Of these four questions, discussed in some detail in my entry Language And Problems Of Knowledge, in the Philosophy section, only the question #2 is specifically addressing the so-called Plato’s problem. Leaving it together with the rest of the four such questions with the said entry, I shall here outline the problem proper, and only in  so far as it relates to Plato and his theory of knowledge and perception.

In summary (taken from Chomsky’s authorized website), Plato’s Problem is the term given by Chomsky to the gap between knowledge and experience. It presents the question of how we account for our knowledge, when environmental conditions seem to be an insufficient source of information. It is used in linguistics to refer to the “argument from poverty of the stimulus” (APS). In a more general sense, Plato’s Problem refers to the problem of explaining a lack of input. Solving Plato’s Problem involves explaining the gap between what one “knows” and the apparent lack of substantive input from one’s experience (the environment). Plato’s Problem is most clearly illustrated in the Meno Dialogue where Socrates shows that an uneducated boy still understands geometric principles.

The dialogue begins with Meno asking Socrates whether virtue can be taught.

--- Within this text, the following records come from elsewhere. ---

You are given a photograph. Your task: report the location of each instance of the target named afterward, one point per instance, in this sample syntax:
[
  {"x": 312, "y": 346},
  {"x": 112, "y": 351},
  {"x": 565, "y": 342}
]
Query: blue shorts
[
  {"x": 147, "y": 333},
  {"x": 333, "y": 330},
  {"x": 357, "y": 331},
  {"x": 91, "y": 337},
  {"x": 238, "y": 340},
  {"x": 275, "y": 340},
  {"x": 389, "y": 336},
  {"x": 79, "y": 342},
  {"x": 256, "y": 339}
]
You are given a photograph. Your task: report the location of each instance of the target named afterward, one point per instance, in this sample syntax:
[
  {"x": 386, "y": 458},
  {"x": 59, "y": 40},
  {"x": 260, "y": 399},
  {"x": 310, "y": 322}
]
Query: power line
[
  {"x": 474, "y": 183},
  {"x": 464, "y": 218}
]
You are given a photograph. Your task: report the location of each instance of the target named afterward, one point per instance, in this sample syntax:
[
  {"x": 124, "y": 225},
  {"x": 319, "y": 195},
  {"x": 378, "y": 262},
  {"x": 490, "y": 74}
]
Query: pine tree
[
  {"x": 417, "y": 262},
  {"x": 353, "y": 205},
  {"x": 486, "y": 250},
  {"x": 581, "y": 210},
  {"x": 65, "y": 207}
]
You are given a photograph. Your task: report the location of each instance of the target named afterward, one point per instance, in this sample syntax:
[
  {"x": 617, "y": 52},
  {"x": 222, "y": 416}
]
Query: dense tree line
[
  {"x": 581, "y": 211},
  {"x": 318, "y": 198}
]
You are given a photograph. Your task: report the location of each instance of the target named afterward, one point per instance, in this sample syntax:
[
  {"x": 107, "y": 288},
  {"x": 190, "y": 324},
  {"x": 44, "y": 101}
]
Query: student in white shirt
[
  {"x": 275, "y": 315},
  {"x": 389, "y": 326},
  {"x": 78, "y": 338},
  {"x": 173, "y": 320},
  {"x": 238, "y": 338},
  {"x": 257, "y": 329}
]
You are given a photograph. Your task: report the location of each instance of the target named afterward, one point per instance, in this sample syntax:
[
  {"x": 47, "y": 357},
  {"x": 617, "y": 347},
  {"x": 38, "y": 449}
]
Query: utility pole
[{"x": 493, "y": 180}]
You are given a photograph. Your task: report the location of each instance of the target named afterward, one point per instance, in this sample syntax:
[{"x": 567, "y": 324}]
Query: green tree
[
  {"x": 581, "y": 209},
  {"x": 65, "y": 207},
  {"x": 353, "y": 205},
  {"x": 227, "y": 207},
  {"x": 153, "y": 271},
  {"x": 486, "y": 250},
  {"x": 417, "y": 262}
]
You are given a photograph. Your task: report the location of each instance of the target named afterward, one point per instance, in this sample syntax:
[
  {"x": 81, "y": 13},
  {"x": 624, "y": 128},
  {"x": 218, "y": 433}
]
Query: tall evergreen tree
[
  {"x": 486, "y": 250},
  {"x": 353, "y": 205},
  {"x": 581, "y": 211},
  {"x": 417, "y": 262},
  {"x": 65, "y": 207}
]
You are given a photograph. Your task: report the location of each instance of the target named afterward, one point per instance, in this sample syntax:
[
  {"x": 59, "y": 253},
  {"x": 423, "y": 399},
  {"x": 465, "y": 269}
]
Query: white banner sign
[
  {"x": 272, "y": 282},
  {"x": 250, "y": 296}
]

Socrates responds by stating that he doesn’t know the definition of virtue. Meno replies by stating the characteristics of a virtuous man, to which Socrates responds that these characteristics may be the by-products of virtuousness, but they by no means define virtue. Meno is obliged to agree; to wit, he tries to modify his explanation of virtue. Socrates counters each attempt by pointing to inconsistencies and circular arguments.

Meno seems to commit two fallacies when trying to define virtue. He either defines it using some form of the word itself, or he defines it using other words, which are themselves in need of definitions. Eventually, Meno is led to confess his shortcomings, as he tries to define the enigmatic term. Socrates claims that the definition of virtue must consist of common terms and concepts that are clearly understood by those in the discussion.

The key point in the dialogue arrives when Socrates tells Meno that there is no such thing as teaching, but only a recollection of knowledge from past lives, or anamnesis. Socrates can demonstrate this by showing that one of Meno’s servants, a slave boy, knows geometric principles, although he is uneducated. Socrates states that he will teach the boy nothing, only ask him questions to assist the process of recollection. He is asking the boy a series of questions about the size and length of lines and squares, using visual diagrams to aid the boy in understanding the questions. The culmination of this part of the dialogue is that, though the boy has never been taught any geometry, he knows the Pythagorean Theorem. How does the servant know it without having ever been taught? The suggestion is essentially, that people have innate knowledge. This is derived from Socrates’ belief that one’s soul has existed in past lives, and knowledge is transferred from those lives to the current one. These were revealed in a former state of existence and are recovered by the reminiscence (anamnesis) or association from sensible things. The claim is therefore that one does not need to know what knowledge is before gaining knowledge, but, rather, one has a wealth of knowledge before ever gaining any experience.

…Kant obviously knew what he was talking about when he insisted on the existence of a priori knowledge. He had read Plato!